The prognostic effect of minimal residual disease detected by multiparameter flow cytometry before allogeneic hematopoietic stem cell transplantation for acute myeloid leukemia patients in first complete remission
Zoya V. Konova, Elena N. Parovichnikova, Irina V. Galtseva, Yulia O. Davydova, Nikolay M. Kapranov, Vera A. Vasilyeva, Maria V. Dovydenko, Olga M. Koroleva, Uliyana V. Maslikova, Natalia N. Popova, Mikhail Yu. Drokov, Ekaterina D. Mikhaltsova, Anna A. Dmitrova, Olga S. Starikova, Darya S. Dubnyak, Larisa A. Kuzmina, Valery G. Savchenko
National Research Center for Hematology, Moscow, Russia
Contact: Dr. Zoya V. Konova
One of the main causes of treatment failure after allogeneic hematopoietic stem cell transplantation (allo-HSCT) for acute myeloid leukemia (AML) is the disease relapse. Identification of the patients with high relapse risk after allo-HSCT is an important approach to improve the clinical outcome by administration of preemptive posttransplantation treatment. Over recent years, minimal residual disease (MRD) detected by multiparameter flow cytometry (MFC) has been widely used to identify patients with poor prognosis due to its simplicity and wide availability. Aim of this work was to evaluate the prognostic effect of MRD status before allo-HSCT on clinical outcomes for AML patients.
Patients and methods
In our statistical analysis we included 60 AML patients who underwent allo-HSCT in National Research Center for Hematology between July 2016 and July 2019. Patient’s characteristics are summarized in Table 1. All these patients were in first complete morphologic remission at the time of allo-HSCT. Bone marrow samples were obtained before allo-HSCT and were analyzed by the 6-color MFC (BD FACS Canto II, USA). Positive MRD was identified as a cell population deviating from the normal patterns of antigen expression in distinct cell lineages at specific stages of maturation for all patients. For patients with LAIP at diagnosis, positive MRD was also defined as a cell population carrying LAIP markers at diagnosis. The probabilities of overall survival (OS) and relapse free survival (RFS) were estimated using the Kaplan-Meier method.

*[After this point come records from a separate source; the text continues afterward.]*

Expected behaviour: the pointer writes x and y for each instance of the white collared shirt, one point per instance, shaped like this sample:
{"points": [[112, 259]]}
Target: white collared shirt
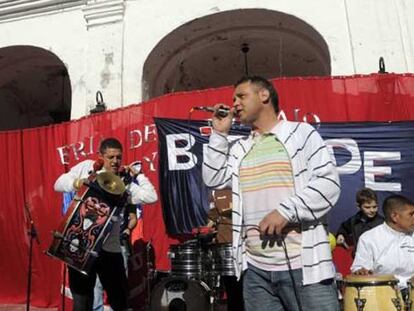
{"points": [[386, 251]]}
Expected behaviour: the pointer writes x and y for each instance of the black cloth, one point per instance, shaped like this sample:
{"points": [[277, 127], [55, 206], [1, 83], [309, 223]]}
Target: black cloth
{"points": [[111, 271], [355, 226]]}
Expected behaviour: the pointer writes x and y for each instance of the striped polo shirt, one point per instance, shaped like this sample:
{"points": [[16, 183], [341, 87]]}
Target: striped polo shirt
{"points": [[266, 180]]}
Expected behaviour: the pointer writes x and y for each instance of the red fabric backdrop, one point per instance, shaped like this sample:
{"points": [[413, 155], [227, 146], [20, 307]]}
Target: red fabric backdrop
{"points": [[30, 162]]}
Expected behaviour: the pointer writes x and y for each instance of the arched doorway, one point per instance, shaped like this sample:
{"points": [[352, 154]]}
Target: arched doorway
{"points": [[206, 52], [35, 89]]}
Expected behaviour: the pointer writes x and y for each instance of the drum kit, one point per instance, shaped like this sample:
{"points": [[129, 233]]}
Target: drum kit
{"points": [[194, 281], [376, 293]]}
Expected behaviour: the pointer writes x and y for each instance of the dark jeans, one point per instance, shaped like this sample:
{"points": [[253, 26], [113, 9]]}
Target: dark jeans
{"points": [[234, 290], [273, 291], [111, 271]]}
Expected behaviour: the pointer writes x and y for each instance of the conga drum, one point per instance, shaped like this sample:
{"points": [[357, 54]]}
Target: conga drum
{"points": [[372, 293], [88, 222]]}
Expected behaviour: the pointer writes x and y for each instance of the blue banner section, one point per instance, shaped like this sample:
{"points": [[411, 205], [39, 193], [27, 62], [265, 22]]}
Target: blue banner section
{"points": [[375, 155]]}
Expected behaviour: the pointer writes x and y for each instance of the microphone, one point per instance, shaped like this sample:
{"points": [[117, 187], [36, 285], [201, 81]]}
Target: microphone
{"points": [[221, 112], [98, 165], [124, 173]]}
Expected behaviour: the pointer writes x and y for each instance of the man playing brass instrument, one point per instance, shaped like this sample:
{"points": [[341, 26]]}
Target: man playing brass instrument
{"points": [[109, 265]]}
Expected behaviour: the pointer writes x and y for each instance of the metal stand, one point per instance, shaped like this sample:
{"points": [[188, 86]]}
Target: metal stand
{"points": [[150, 271], [33, 235]]}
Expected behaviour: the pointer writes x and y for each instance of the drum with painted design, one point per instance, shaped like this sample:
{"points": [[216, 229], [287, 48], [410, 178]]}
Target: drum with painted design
{"points": [[372, 293]]}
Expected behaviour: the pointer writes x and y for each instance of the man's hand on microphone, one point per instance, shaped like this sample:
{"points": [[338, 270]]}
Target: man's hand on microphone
{"points": [[273, 223], [222, 124]]}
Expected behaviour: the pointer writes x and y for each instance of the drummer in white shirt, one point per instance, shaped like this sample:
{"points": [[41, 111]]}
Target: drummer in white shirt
{"points": [[389, 248]]}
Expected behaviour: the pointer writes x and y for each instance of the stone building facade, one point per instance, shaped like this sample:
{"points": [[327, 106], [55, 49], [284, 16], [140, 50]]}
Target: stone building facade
{"points": [[56, 54]]}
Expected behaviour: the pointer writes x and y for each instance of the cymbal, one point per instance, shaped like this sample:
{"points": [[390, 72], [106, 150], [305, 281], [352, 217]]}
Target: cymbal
{"points": [[111, 183]]}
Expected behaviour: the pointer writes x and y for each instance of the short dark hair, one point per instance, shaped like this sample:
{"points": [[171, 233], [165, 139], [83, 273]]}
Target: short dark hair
{"points": [[109, 143], [365, 195], [264, 83], [394, 202]]}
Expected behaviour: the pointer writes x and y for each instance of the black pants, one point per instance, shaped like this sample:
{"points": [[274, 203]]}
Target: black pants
{"points": [[110, 269]]}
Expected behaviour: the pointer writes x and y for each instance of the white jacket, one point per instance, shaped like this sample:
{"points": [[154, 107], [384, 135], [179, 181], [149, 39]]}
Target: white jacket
{"points": [[316, 183], [386, 251], [143, 193]]}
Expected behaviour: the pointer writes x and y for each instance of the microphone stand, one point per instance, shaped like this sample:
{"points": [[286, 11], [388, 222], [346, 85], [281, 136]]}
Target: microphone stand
{"points": [[33, 235], [149, 271]]}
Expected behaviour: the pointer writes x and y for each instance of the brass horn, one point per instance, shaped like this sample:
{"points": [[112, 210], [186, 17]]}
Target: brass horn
{"points": [[111, 183]]}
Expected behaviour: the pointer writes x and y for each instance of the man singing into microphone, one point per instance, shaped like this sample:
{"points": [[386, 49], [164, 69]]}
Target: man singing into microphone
{"points": [[109, 265], [284, 183]]}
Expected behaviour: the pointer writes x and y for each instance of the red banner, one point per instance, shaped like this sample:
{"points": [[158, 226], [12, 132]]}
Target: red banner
{"points": [[32, 160]]}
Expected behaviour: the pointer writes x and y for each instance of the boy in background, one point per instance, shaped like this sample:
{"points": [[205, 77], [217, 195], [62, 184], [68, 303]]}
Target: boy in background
{"points": [[365, 219]]}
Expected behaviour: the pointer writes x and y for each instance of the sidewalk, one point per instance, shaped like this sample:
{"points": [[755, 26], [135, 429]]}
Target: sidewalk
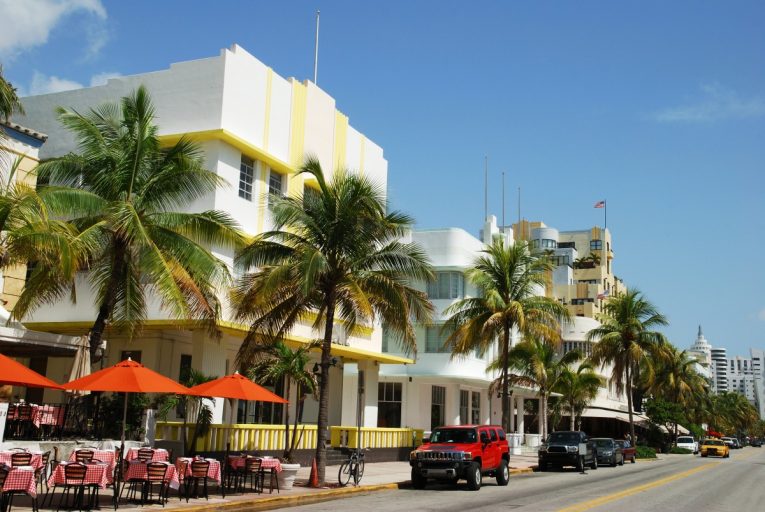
{"points": [[378, 476]]}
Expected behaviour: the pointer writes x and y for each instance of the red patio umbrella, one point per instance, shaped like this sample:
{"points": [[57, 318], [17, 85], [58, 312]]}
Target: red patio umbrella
{"points": [[235, 387], [127, 377], [16, 374]]}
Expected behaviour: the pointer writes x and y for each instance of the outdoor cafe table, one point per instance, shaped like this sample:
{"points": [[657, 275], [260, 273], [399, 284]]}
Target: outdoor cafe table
{"points": [[237, 462], [36, 462], [213, 472], [98, 473], [160, 454], [137, 471], [106, 456], [21, 479]]}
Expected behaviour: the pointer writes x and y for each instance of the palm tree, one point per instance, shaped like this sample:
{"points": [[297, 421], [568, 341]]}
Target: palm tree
{"points": [[673, 378], [508, 277], [535, 363], [9, 100], [120, 192], [334, 255], [281, 362], [625, 338], [578, 388]]}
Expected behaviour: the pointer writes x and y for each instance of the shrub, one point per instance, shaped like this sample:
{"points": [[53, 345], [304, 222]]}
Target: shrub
{"points": [[645, 452]]}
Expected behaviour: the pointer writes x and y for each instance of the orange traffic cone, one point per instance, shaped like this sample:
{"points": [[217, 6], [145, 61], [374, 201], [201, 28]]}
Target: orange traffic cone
{"points": [[313, 479]]}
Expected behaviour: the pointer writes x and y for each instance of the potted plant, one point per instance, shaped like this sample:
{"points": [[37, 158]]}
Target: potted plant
{"points": [[277, 362]]}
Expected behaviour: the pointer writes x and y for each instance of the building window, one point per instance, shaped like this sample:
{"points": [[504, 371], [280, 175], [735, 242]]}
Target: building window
{"points": [[437, 406], [389, 405], [246, 177], [435, 340], [475, 408], [275, 182], [447, 285], [464, 406]]}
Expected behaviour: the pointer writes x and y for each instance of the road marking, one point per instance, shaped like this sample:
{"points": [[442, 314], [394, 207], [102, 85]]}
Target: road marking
{"points": [[587, 505]]}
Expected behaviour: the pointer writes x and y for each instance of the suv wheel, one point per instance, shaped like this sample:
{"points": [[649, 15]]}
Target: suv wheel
{"points": [[473, 476], [418, 481], [503, 474]]}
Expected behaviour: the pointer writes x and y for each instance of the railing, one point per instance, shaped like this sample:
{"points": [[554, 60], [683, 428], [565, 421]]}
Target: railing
{"points": [[246, 437]]}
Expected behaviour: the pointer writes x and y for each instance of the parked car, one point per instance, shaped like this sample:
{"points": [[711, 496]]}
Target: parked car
{"points": [[714, 446], [462, 452], [568, 448], [687, 442], [608, 451], [629, 452]]}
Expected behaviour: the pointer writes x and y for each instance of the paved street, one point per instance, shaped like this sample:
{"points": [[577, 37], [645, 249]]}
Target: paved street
{"points": [[677, 482]]}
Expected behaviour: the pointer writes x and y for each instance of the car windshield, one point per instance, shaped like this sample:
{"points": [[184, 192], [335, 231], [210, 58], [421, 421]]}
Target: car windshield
{"points": [[453, 435], [563, 437]]}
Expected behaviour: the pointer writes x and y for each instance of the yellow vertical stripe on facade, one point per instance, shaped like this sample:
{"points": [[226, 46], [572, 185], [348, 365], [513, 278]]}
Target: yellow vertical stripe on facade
{"points": [[267, 121], [362, 142], [341, 140], [297, 135]]}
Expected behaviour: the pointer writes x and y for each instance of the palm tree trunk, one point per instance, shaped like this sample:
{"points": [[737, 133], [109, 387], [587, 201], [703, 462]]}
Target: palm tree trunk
{"points": [[505, 383], [326, 361], [629, 404], [107, 305], [287, 421]]}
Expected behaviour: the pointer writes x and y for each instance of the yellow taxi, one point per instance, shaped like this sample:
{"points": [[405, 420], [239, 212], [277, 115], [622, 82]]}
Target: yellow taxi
{"points": [[713, 446]]}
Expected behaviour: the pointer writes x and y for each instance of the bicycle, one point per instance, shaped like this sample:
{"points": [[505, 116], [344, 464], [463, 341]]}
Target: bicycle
{"points": [[353, 467]]}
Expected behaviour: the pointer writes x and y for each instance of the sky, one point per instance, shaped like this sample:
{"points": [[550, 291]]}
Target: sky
{"points": [[656, 107]]}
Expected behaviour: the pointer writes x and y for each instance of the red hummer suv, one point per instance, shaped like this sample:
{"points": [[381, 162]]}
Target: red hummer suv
{"points": [[465, 451]]}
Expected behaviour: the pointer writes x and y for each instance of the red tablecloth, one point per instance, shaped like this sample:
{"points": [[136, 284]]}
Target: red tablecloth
{"points": [[213, 472], [137, 471], [21, 479], [265, 463], [36, 462], [160, 454], [41, 414], [98, 473], [106, 456]]}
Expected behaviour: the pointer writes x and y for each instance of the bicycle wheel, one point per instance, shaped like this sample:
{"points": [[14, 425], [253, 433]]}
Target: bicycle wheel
{"points": [[344, 474]]}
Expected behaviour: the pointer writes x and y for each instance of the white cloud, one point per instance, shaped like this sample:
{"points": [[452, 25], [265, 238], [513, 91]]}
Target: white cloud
{"points": [[28, 23], [44, 84], [716, 103]]}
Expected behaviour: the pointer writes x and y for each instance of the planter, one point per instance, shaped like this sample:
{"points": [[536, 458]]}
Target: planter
{"points": [[287, 475]]}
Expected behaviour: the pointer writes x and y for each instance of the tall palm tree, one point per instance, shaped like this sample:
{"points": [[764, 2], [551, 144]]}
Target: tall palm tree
{"points": [[625, 338], [507, 277], [121, 191], [535, 363], [578, 388], [334, 255], [281, 362]]}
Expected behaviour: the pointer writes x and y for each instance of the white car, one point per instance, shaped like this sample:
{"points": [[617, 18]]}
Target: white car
{"points": [[688, 443]]}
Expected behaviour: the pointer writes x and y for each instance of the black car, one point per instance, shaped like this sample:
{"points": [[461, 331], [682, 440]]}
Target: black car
{"points": [[609, 452], [568, 448]]}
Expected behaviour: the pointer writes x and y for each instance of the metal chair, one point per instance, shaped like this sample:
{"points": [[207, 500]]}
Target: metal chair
{"points": [[74, 479], [155, 474], [199, 469]]}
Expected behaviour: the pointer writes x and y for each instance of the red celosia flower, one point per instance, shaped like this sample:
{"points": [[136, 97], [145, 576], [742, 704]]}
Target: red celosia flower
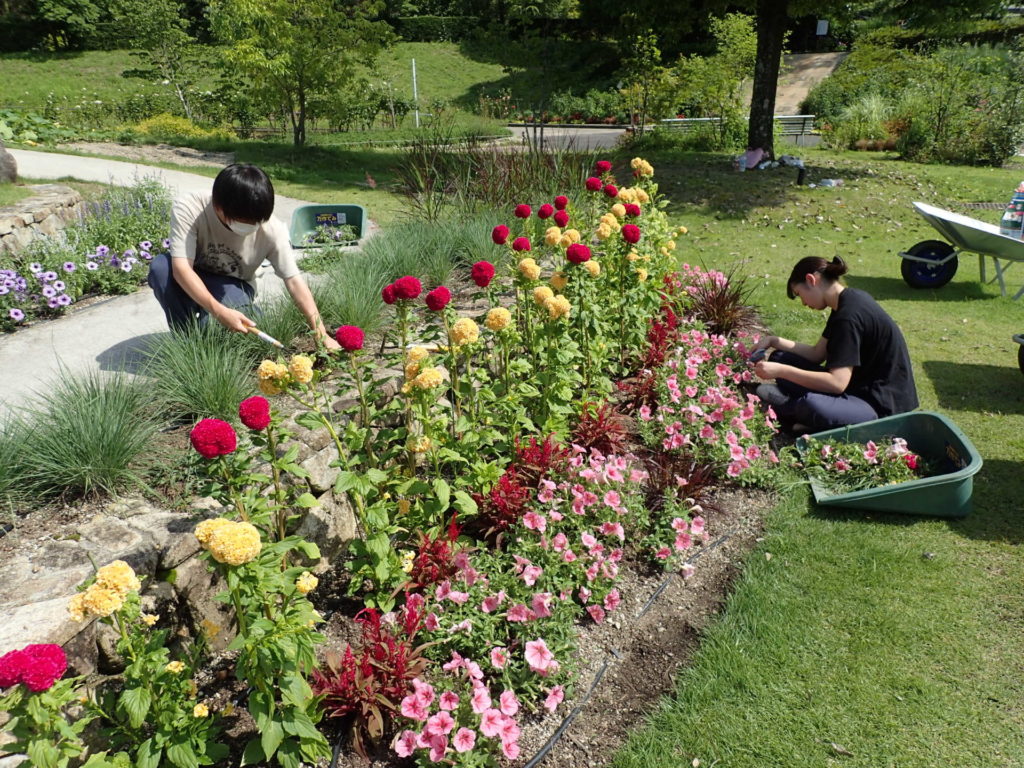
{"points": [[482, 272], [408, 287], [255, 413], [213, 437], [438, 298], [578, 253], [350, 338]]}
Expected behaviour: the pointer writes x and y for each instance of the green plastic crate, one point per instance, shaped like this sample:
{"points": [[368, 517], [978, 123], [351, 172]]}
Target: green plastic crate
{"points": [[305, 219], [933, 436]]}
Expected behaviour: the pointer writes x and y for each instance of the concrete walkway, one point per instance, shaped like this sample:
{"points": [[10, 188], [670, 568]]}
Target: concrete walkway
{"points": [[110, 334]]}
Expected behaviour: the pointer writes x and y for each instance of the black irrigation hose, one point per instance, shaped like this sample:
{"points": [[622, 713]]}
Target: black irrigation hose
{"points": [[557, 735]]}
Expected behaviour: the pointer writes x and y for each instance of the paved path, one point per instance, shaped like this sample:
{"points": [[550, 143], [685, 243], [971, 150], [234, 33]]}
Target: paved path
{"points": [[108, 335]]}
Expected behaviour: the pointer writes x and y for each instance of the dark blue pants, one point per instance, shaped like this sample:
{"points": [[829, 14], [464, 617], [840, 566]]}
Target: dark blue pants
{"points": [[178, 306], [818, 411]]}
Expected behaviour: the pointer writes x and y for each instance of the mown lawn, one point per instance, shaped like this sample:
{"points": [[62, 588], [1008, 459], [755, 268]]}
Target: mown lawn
{"points": [[896, 639]]}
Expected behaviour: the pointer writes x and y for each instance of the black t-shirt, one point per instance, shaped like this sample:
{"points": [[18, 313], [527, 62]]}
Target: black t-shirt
{"points": [[862, 336]]}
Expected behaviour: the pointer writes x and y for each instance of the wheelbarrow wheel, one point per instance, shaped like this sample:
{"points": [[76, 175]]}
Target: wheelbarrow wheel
{"points": [[925, 274]]}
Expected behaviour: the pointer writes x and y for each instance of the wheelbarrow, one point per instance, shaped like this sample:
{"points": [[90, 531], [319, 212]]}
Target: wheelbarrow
{"points": [[932, 263]]}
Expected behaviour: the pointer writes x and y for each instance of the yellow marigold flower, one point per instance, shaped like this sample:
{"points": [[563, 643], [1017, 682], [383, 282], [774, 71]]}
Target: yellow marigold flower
{"points": [[428, 378], [118, 577], [529, 269], [268, 387], [306, 583], [465, 330], [498, 318], [98, 601], [206, 529], [236, 544], [301, 369], [557, 306], [417, 353]]}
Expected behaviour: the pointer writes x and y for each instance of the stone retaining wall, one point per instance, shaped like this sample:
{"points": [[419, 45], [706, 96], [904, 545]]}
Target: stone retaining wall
{"points": [[46, 212]]}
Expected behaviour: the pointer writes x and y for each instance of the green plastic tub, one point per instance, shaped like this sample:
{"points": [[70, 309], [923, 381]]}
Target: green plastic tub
{"points": [[933, 436], [305, 219]]}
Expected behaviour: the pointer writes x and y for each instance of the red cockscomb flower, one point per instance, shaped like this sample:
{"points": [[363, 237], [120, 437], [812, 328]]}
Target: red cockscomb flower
{"points": [[408, 288], [500, 233], [631, 232], [482, 272], [255, 413], [578, 253], [213, 437], [350, 338], [438, 298]]}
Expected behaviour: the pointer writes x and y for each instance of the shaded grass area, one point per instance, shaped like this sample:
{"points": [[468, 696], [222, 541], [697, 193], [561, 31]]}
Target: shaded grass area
{"points": [[897, 638]]}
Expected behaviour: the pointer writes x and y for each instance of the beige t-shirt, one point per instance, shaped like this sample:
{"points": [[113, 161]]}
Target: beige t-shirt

Table 1. Patient’s characteristics
13 patients (21.7%) before allo-HSCT were identified as MRD positive (MRD+). Subsequently 6 of them (46.2%) relapsed. The relapse was also registered in 2 out of 47 MRD negative (MRD-) patients (4.3%). Statistical analysis revealed significant differences between MRD- and MRD+ patients: MRD+ had much worse OS (42% vs 89%, p=0.0120, Fig. 1A) and RFS (32% vs 94%, p<0.0001, Fig. 1B). The relapse probability was extremely high among MRD+ patients (68% vs 6%, p<0.0001, Fig. 1C).
MRD detected by MFC is a strong prognostic factor of increased risk of relapse and may reflect OS and RFS in patients with AML after allo-HSCT. Despite the presence of morphological CR before allo-HSCT, MRD persistence before allo-HSCT was associated with high relapse risk. Accordingly, testing for MRD before allo-HSCT may help to identify a subgroup of patients who need preemptive treatment after allo-HSCT.
No relevant conflicts of interest to declare.
Minimal residual disease, allogeneic hematopoietic stem cell transplantation, acute myeloid leukemia.